‘Poor customer service is killing businesses in Nigeria’
Unless organisations in Nigeria prioritise a strong customer service culture and put customer first in product as well as service delivery, projected economic growth in the country may remain bleak, Sales and Market Strategist and business coach, Marie-Therese Phido has said.
Speaking at a workshop organised by Beta Sigma Fraternity International, Phido, who is the Chief Executive Officer of Elevato & Associates lamented that poor quality of service by most organisations in the country is bane to growth of businesses across the country.
“Poor customer service can actually kill businesses and we have many businesses that have been killed. We have seen many examples in the airline sector. In the hospitality industry, there are many places people don’t go any more irrespective of how well the place is because of poor customer services. We can also see what is happening in the banking industry in the country,” Phido said.
Stressing the need for proper training, customer focused policies across organisation and leadership by example, particularly for startups, Phido hinged the growth of every organisation on robust customer relationship.
Although she noted that poor customer service is not peculiar to Nigeria, the expert bemoaned that Nigerians have accepted mediocrity. She said: “We have a situation where a company just reaches a minimum service level agreement and we say the person has done well. For instance, if a distribution company provides power for two days without interruption, people will just start to praise them when they are suppose to have power all the time.

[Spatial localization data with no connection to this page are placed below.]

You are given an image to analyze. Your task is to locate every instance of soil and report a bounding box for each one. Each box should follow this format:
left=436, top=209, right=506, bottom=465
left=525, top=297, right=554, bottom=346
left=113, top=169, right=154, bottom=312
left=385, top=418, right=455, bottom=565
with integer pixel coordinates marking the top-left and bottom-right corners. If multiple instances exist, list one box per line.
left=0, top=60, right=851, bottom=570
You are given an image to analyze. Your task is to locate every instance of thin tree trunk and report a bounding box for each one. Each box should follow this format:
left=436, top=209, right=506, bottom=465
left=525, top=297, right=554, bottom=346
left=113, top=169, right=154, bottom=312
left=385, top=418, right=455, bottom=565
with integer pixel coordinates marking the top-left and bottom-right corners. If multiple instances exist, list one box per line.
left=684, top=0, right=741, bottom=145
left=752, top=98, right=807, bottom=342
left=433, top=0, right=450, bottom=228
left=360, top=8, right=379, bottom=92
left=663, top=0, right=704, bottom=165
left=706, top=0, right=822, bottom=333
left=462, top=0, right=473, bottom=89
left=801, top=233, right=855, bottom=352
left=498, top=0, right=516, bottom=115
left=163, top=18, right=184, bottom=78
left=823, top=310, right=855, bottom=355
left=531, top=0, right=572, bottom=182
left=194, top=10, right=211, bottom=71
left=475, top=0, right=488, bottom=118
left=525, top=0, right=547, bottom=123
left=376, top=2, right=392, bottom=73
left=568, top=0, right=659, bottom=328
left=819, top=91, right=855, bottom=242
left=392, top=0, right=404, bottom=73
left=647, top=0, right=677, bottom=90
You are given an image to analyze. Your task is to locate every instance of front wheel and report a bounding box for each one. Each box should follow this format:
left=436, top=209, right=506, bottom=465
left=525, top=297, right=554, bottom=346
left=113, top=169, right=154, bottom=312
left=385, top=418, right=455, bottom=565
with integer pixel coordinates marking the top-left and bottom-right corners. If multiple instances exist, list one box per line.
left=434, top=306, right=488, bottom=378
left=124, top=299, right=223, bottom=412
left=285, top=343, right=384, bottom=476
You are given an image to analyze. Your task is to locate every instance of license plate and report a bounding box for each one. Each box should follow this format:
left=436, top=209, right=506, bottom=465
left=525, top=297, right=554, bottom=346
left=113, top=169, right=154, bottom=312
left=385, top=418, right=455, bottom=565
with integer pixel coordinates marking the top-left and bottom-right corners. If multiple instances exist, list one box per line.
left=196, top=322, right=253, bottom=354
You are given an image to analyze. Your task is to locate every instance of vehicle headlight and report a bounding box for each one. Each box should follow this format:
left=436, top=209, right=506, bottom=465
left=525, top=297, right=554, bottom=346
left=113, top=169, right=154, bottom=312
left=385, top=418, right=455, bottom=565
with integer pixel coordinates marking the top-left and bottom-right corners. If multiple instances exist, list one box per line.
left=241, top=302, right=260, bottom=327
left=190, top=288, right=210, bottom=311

That is Nigeria’s problem. ”
Phido, who lauded efforts of Nigeria’s Consumer Protection Council (CPC) was optimistic that the country would go far in defending the rights of consumers.
Titled “Start, Grow and sustain: Entrepreneurship in today’s Nigeria”, the Vice President of the fraternity, Duke Igwilo said proper training is key to raising world class entrepreneurs in Nigeria.
He said the fraternity has concluded plans to host workshops that would enable Nigerians add meaningfully to the nation’s economy, particularly in the face of low oil revenue and the economic shortfall.
“Money is not the basic challenge of entrepreneurs in Nigeria, they need adequate knowledge. In fact we cannot sustain businesses because Nigerians don’t invest in knowledge,” he said.
Igwilo, who was hopeful that the fraternity would raise entrepreneurs to tackle social challenges in the country and make the country a better place, said the group believes in larger courses that would benefit the society at large.